Nossa história
Ele não leu sobre coco. Ele subiu nas árvores.
Um fundador. Dois cocos por dia. Uma pergunta que não o deixava em paz.
O fundador
Nascido na Europa. Vive em Hội An. Dois cocos por dia.
Gaëtan cresceu na Europa, sonhando com água de coco fresca da forma como a maioria dos europeus faz. Como algo que você conquistava viajando longe o suficiente. Então ele viajou. O primeiro gole foi em Taïwan, direto de um coco verde com canudo. Frio. Limpo. Levemente doce. Diferente de qualquer coisa vendida em caixa em casa. Anos depois ele se mudou para Hội An. Nunca parou.


O ritual
Um de manhã. Um à tarde. Todos os dias.
Casa através do mercado. Dois cocos, às vezes quatro, do mesmo vendedor por anos. Os jovens cocos verdes, colhidos cedo. Um na varanda ao amanhecer. Um na mesa à tarde. As bebidas energéticas e refrigerantes que costumavam ficar lá desapareceram. O coco substituiu tudo. Hidratação real, eletrólitos, um sabor que água pura não consegue alcançar. Você os bebe sem notar.

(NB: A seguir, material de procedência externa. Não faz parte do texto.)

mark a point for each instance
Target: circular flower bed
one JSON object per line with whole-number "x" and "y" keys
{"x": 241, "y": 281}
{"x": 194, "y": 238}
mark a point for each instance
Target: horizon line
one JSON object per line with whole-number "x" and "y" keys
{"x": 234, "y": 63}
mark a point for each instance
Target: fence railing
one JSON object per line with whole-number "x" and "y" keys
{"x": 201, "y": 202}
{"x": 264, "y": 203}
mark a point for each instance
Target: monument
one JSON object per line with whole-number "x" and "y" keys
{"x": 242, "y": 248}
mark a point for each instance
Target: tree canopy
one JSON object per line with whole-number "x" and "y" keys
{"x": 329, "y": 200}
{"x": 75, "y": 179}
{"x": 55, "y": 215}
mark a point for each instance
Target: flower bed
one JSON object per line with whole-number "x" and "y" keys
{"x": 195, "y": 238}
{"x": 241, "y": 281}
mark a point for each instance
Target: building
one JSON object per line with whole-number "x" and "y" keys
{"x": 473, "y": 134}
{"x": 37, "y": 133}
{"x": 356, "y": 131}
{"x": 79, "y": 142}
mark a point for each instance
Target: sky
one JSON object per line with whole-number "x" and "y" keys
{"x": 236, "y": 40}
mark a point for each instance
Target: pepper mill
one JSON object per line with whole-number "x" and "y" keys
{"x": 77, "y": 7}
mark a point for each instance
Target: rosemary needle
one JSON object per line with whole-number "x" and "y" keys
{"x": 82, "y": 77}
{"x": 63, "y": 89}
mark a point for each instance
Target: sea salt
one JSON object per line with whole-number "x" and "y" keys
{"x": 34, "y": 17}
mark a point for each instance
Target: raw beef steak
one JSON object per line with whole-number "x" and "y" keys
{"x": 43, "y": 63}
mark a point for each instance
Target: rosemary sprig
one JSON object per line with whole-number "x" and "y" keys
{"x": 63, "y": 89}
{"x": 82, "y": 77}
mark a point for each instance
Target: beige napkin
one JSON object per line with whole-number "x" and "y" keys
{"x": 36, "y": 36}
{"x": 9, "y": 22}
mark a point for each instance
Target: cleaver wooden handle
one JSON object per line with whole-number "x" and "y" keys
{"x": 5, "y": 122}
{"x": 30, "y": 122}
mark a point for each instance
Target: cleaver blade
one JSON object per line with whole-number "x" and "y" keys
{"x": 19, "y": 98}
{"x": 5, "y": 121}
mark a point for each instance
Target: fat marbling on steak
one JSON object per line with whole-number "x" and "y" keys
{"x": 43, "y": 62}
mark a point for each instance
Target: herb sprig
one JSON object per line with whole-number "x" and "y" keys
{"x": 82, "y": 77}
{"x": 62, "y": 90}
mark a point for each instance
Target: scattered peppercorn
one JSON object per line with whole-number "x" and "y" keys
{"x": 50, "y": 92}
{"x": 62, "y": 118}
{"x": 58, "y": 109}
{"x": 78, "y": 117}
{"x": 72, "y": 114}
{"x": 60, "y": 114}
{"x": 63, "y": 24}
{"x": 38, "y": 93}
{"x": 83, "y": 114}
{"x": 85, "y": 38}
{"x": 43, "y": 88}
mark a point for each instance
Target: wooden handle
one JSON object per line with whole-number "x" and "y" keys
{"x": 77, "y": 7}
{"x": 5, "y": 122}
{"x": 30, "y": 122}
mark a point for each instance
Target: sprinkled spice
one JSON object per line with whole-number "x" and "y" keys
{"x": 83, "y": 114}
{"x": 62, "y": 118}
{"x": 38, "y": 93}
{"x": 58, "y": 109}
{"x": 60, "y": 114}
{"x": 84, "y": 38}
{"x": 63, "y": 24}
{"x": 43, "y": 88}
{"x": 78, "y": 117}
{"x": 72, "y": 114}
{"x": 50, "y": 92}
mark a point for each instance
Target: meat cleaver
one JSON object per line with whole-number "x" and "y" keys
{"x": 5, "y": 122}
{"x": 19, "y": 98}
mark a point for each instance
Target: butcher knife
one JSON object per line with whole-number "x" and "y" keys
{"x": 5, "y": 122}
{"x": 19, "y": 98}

Anos antes de My KoKo ter um nome.

A pergunta
“Por que posso ter isso toda manhã, quando meus amigos em casa não podem?”
Gaëtan. Hội An.
A resposta
Ele estava no mar quando chegou.
Praia de Cửa Đại, vinte minutos ao sul de casa. O lugar onde vamos duas vezes por semana, bebemos nosso coco na espreguiçadeira, trabalhamos com os pés na areia. O pensamento tinha estado se construindo lá por anos. Quero que todos tenham isso. Em qualquer lugar. A qualquer hora. Facilmente. Por um preço normal. O real. Então uma manhã, na água, a centelha. Anos de engenharia, uma paixão tranquila por química e física, camadas de cada negócio que ele já tinha construído, tudo alinhado em um único pensamento. Ele podia ver toda a solução na sua frente. Ele nadou de volta para a espreguiçadeira, anotou o plano, ligou para os parceiros industriais que poderiam ajudar, e voou uma semana depois com um colega para executar os primeiros testes. Positivo desde o primeiro teste.

A viagem
Perguntamos a quinze comerciantes. Todos apontaram para o final da rua.
Cantão, durante a feira comercial. O homem no final da rua tinha quatro cocos. O homem no início, onde tínhamos começado, tinha vinte. Compramos todos. O primeiro teste começou no dia seguinte de manhã.



A prova
Trabalhamos até os dois copos parecerem iguais. Depois trabalhamos até tiverem o mesmo gosto.
Um ao lado do outro. Um nosso, um colhido naquela manhã. Provado na cegueira, por pessoas que bebem dois cocos reais por dia. Eles não conseguiram distinguir um do outro. Esse é o único padrão que aceitamos.
Primeiro do seu tipo. Construído do zero.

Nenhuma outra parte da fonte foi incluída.